The history of the eradication of corruption in Indonesia is a long history, with a series of legislation equipped with
various Special Commission to support the eradication of corruption. But until now corruption is still rampant and massive. In
reality, in relation to the handling of criminal cases of corruption, it can be seen from the fact that many courts have different
judgments on similar cases, where the penalty given is different so as to cause injustice for the defendant in particular and for
society in general.
There are two main issues that will be discussed, namely (1) how the practice of applying formulation policy Article 2 and Article
3 of Law no. 31 of 1999 as amended by Act no. 20 Year 2001, Concerning the Eradication of Corruption in Indonesia; (2) how the
reconstruction of formulation policy Article 2 and Article 3 of Law no. 31 of 1999 as amended by Act no. 20 Year 2001,
Concerning the Eradication of Corruption in Indonesia;
This research uses constructivism paradigm research method, and sociological juridical approach, which is descriptive analysis,
based on primary data source with field study to Corruption Court at District Court of Semarang, and to High Court of Central
Java and secondary data to analyze in the form of decision The court was analyzed descriptively qualitatively.
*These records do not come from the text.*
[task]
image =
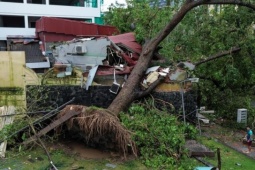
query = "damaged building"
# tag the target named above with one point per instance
(91, 63)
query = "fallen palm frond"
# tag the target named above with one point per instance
(96, 122)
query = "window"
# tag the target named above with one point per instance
(17, 1)
(32, 21)
(12, 21)
(66, 2)
(80, 3)
(36, 1)
(91, 3)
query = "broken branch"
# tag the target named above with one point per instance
(219, 55)
(151, 87)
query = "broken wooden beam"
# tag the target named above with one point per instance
(198, 150)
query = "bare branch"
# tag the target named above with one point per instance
(218, 55)
(151, 87)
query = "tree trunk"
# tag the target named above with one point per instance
(130, 90)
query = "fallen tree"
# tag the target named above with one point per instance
(99, 122)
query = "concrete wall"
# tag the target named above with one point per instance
(13, 77)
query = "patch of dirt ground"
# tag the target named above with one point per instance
(228, 137)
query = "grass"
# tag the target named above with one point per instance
(36, 159)
(230, 159)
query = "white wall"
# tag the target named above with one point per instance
(24, 9)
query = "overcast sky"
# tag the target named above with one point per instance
(108, 3)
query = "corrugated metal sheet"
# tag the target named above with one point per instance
(71, 27)
(32, 51)
(128, 40)
(53, 37)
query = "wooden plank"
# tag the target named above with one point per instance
(5, 120)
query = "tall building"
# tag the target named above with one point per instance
(18, 17)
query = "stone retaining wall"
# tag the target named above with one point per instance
(100, 96)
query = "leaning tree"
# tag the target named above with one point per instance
(98, 122)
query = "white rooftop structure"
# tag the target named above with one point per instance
(18, 17)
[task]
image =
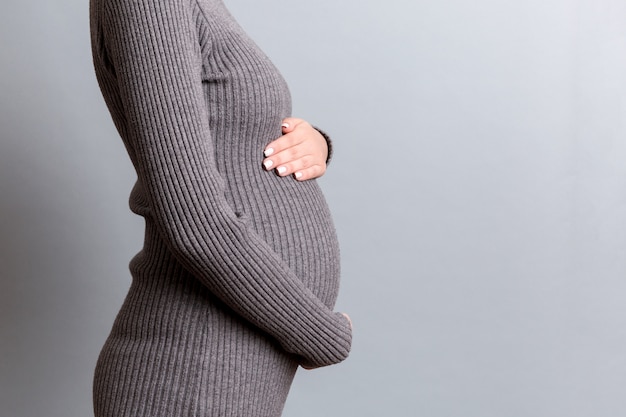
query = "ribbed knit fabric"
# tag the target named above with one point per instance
(239, 272)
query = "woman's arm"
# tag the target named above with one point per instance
(152, 46)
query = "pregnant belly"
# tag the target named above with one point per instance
(293, 218)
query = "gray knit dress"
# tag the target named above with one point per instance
(236, 281)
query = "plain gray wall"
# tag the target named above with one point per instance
(478, 187)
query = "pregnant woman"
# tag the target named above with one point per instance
(235, 284)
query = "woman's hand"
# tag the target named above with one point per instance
(301, 151)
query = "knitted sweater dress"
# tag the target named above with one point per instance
(236, 281)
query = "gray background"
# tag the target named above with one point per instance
(478, 187)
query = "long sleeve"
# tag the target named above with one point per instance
(155, 60)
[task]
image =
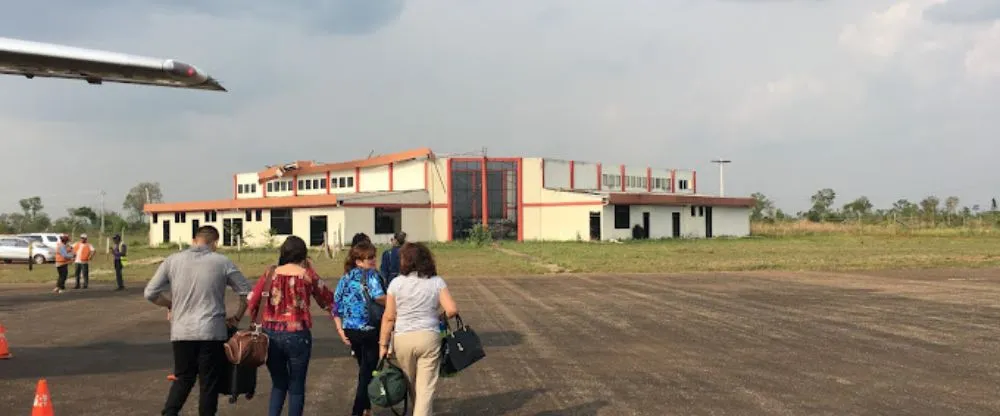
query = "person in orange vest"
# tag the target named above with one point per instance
(82, 252)
(63, 258)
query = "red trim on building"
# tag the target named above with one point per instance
(357, 179)
(563, 204)
(623, 178)
(572, 175)
(390, 175)
(600, 175)
(649, 179)
(482, 190)
(451, 225)
(520, 198)
(389, 205)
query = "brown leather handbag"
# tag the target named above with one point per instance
(248, 347)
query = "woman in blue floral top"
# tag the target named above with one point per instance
(350, 312)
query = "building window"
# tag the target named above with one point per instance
(281, 221)
(622, 217)
(388, 220)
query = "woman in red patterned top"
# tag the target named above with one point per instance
(286, 319)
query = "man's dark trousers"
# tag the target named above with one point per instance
(118, 274)
(63, 274)
(204, 360)
(85, 269)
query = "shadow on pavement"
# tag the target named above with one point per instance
(586, 409)
(500, 338)
(494, 404)
(108, 358)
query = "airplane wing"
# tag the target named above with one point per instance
(36, 59)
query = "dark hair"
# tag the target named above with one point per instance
(358, 238)
(293, 250)
(416, 257)
(360, 251)
(207, 234)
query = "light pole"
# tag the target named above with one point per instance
(722, 174)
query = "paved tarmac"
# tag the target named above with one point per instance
(761, 343)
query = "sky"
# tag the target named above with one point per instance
(887, 99)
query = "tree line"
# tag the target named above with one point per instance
(32, 217)
(931, 210)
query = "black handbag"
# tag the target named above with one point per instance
(460, 348)
(375, 311)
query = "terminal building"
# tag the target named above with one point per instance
(439, 198)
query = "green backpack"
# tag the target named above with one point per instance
(388, 387)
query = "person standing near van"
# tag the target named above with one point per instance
(82, 252)
(64, 257)
(119, 251)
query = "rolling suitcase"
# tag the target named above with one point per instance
(238, 379)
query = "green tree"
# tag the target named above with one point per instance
(822, 200)
(140, 195)
(763, 207)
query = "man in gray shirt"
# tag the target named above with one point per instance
(192, 286)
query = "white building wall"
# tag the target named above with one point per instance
(311, 184)
(408, 176)
(345, 177)
(375, 179)
(556, 174)
(585, 175)
(731, 221)
(251, 189)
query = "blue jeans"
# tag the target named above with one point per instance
(288, 360)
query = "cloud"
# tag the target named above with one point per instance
(869, 97)
(964, 11)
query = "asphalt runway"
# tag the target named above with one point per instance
(761, 343)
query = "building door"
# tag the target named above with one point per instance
(232, 231)
(645, 224)
(595, 225)
(317, 230)
(708, 222)
(676, 224)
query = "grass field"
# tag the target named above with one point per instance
(797, 250)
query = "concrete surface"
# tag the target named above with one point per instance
(900, 343)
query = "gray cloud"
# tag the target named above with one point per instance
(654, 83)
(964, 11)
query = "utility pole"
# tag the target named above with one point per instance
(102, 213)
(722, 174)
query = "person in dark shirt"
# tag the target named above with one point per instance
(119, 251)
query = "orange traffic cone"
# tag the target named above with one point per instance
(43, 401)
(4, 351)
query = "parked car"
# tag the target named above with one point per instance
(15, 249)
(49, 240)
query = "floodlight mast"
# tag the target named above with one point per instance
(722, 174)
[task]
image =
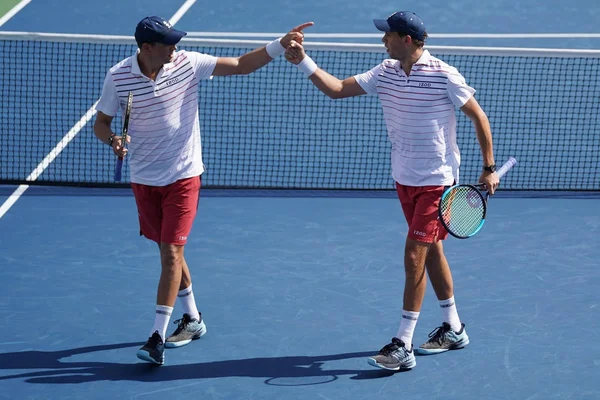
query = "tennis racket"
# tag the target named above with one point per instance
(119, 166)
(463, 207)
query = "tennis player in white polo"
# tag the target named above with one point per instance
(418, 94)
(165, 156)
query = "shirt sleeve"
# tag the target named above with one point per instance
(109, 101)
(203, 64)
(368, 80)
(458, 90)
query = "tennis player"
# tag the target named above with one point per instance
(418, 94)
(165, 157)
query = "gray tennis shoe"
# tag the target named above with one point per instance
(394, 357)
(443, 338)
(188, 329)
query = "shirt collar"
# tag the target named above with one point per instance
(135, 66)
(424, 59)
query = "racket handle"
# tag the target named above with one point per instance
(507, 165)
(118, 169)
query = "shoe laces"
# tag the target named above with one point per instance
(391, 347)
(439, 333)
(154, 340)
(181, 324)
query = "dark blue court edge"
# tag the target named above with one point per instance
(125, 190)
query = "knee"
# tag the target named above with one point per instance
(171, 255)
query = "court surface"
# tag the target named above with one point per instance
(296, 288)
(296, 292)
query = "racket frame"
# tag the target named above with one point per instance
(124, 131)
(479, 189)
(448, 192)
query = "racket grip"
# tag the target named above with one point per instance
(118, 169)
(507, 165)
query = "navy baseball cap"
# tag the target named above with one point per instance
(404, 22)
(157, 30)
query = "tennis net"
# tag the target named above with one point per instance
(274, 129)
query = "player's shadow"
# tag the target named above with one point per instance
(288, 370)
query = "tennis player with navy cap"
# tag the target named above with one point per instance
(418, 93)
(165, 155)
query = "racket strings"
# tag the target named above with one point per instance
(463, 211)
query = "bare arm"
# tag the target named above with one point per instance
(324, 81)
(103, 131)
(257, 58)
(473, 110)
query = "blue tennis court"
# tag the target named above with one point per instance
(296, 292)
(297, 287)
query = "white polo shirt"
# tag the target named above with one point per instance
(164, 126)
(419, 112)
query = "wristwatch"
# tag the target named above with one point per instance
(490, 168)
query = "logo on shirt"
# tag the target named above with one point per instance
(172, 81)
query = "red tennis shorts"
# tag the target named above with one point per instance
(167, 213)
(420, 206)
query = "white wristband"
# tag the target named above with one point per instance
(308, 66)
(275, 49)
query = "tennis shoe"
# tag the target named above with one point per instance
(394, 357)
(443, 338)
(154, 350)
(188, 329)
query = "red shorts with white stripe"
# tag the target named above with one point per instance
(420, 206)
(167, 213)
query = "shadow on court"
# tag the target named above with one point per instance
(285, 371)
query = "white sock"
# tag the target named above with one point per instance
(407, 327)
(450, 314)
(161, 321)
(186, 296)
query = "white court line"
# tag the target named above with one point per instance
(431, 36)
(12, 199)
(13, 11)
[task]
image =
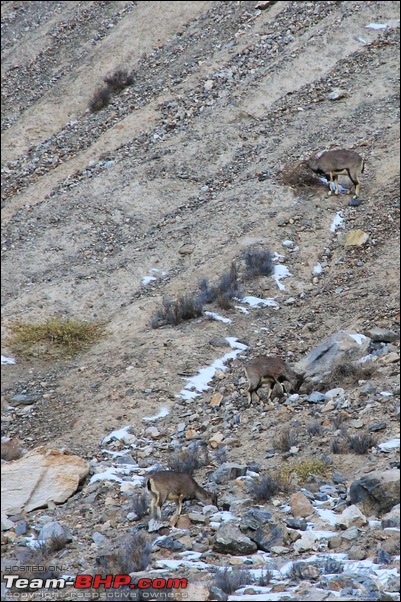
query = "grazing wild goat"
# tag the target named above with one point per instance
(177, 487)
(271, 370)
(332, 164)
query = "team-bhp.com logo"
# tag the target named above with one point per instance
(109, 582)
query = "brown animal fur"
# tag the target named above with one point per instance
(269, 370)
(174, 486)
(332, 164)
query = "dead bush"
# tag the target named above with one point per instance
(186, 307)
(131, 555)
(264, 489)
(258, 262)
(229, 580)
(298, 175)
(11, 449)
(119, 79)
(99, 100)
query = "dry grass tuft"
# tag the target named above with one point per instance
(54, 337)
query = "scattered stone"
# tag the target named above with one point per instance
(300, 505)
(52, 530)
(228, 472)
(186, 249)
(305, 571)
(343, 346)
(307, 542)
(377, 426)
(216, 400)
(376, 493)
(24, 399)
(316, 397)
(356, 423)
(296, 523)
(351, 534)
(392, 519)
(354, 238)
(383, 335)
(230, 540)
(351, 517)
(215, 440)
(337, 94)
(41, 476)
(217, 594)
(99, 539)
(255, 518)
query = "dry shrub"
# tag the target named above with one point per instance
(11, 449)
(298, 175)
(100, 99)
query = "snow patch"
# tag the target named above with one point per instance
(217, 317)
(200, 382)
(7, 360)
(256, 302)
(392, 444)
(119, 434)
(161, 414)
(338, 221)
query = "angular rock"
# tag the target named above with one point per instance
(268, 537)
(228, 472)
(230, 540)
(352, 517)
(305, 571)
(300, 505)
(296, 523)
(255, 518)
(42, 476)
(343, 346)
(354, 238)
(376, 493)
(315, 397)
(52, 530)
(307, 542)
(392, 518)
(382, 335)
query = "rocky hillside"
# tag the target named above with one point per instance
(120, 197)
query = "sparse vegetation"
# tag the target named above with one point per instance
(11, 449)
(338, 446)
(266, 488)
(229, 580)
(287, 439)
(361, 443)
(140, 505)
(119, 79)
(189, 460)
(55, 337)
(303, 469)
(227, 288)
(349, 373)
(265, 577)
(131, 555)
(52, 544)
(258, 263)
(298, 176)
(100, 99)
(314, 428)
(186, 307)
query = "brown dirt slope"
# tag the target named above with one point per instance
(93, 202)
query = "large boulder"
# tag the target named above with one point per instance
(230, 540)
(38, 478)
(342, 346)
(377, 492)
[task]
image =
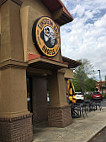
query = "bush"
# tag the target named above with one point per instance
(87, 96)
(104, 95)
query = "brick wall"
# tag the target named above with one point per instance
(59, 116)
(18, 129)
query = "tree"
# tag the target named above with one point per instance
(82, 77)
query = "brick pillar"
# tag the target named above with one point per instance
(59, 112)
(15, 120)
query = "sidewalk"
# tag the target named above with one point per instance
(81, 130)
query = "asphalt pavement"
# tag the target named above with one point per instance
(81, 130)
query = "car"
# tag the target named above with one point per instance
(96, 96)
(79, 96)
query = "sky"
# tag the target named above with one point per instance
(85, 36)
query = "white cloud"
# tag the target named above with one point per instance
(85, 37)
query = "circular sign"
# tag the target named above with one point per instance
(46, 36)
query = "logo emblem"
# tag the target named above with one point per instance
(46, 36)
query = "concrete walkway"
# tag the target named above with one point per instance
(81, 130)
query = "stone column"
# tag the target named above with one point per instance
(59, 112)
(15, 120)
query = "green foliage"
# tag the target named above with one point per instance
(82, 77)
(87, 97)
(104, 95)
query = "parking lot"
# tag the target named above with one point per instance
(81, 130)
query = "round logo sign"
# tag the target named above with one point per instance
(46, 36)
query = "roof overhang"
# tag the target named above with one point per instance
(71, 63)
(42, 62)
(60, 14)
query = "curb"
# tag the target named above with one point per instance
(91, 139)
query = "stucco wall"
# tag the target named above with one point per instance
(30, 11)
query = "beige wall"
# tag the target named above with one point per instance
(13, 85)
(31, 10)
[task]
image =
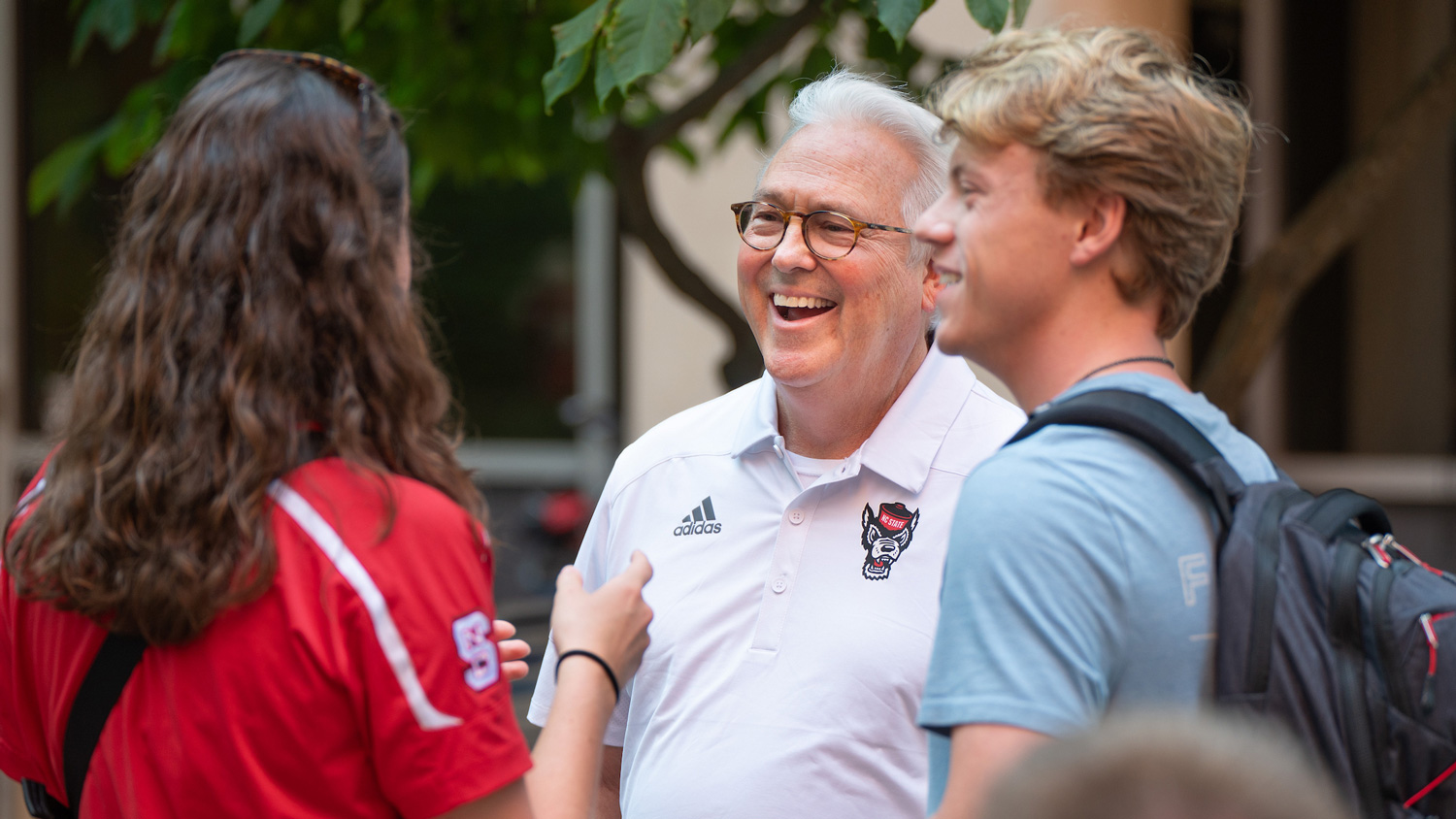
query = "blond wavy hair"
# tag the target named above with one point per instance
(1114, 111)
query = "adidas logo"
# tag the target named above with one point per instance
(701, 521)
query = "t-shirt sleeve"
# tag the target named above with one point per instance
(1031, 603)
(434, 704)
(14, 763)
(597, 565)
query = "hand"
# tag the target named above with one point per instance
(513, 652)
(611, 621)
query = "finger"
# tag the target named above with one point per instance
(514, 649)
(570, 579)
(640, 571)
(514, 670)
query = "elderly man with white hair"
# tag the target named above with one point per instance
(798, 524)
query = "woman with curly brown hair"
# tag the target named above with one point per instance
(256, 502)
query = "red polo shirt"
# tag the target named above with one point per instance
(361, 684)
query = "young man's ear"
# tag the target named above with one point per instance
(931, 287)
(1100, 227)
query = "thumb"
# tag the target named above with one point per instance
(640, 571)
(570, 579)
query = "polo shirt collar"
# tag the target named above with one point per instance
(909, 437)
(905, 443)
(759, 428)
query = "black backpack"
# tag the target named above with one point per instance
(1324, 621)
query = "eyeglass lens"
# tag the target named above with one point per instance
(826, 233)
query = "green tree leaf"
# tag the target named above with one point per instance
(67, 172)
(1018, 11)
(255, 19)
(134, 128)
(116, 20)
(576, 41)
(990, 15)
(579, 31)
(643, 37)
(349, 15)
(606, 81)
(704, 16)
(899, 15)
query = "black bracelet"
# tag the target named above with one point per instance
(616, 690)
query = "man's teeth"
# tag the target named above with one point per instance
(800, 302)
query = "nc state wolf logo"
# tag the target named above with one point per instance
(885, 537)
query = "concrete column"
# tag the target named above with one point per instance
(596, 399)
(1261, 32)
(1401, 384)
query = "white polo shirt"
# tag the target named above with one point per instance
(786, 665)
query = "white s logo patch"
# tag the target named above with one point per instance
(472, 635)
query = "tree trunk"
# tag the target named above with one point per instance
(1274, 282)
(629, 148)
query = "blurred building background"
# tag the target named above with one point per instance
(567, 344)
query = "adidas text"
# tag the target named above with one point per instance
(701, 528)
(701, 521)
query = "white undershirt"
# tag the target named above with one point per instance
(811, 469)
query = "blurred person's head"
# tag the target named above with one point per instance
(830, 302)
(1170, 766)
(1094, 124)
(255, 314)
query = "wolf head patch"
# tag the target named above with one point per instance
(885, 536)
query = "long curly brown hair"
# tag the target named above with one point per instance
(253, 316)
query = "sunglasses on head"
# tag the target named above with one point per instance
(348, 79)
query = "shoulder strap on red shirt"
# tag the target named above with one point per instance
(101, 688)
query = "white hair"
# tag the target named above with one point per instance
(847, 98)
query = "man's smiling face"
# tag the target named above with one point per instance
(852, 320)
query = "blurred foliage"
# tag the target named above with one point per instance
(475, 79)
(466, 75)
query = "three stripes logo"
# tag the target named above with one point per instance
(701, 521)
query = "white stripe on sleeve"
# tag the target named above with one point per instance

The results of his research is the application of Article 2 is applied for private actors while Article 3 is applied for the civil
servants and in the imposition of criminal punishment there is no punishment guidance that can assist the judge in imposing the
criminal, so there is juridical weakness in the application of Article 2 and Article 3 Act No . 31 of 1999 in conjunction with Law
no. 20 Year 2001 on the Eradication of Corruption.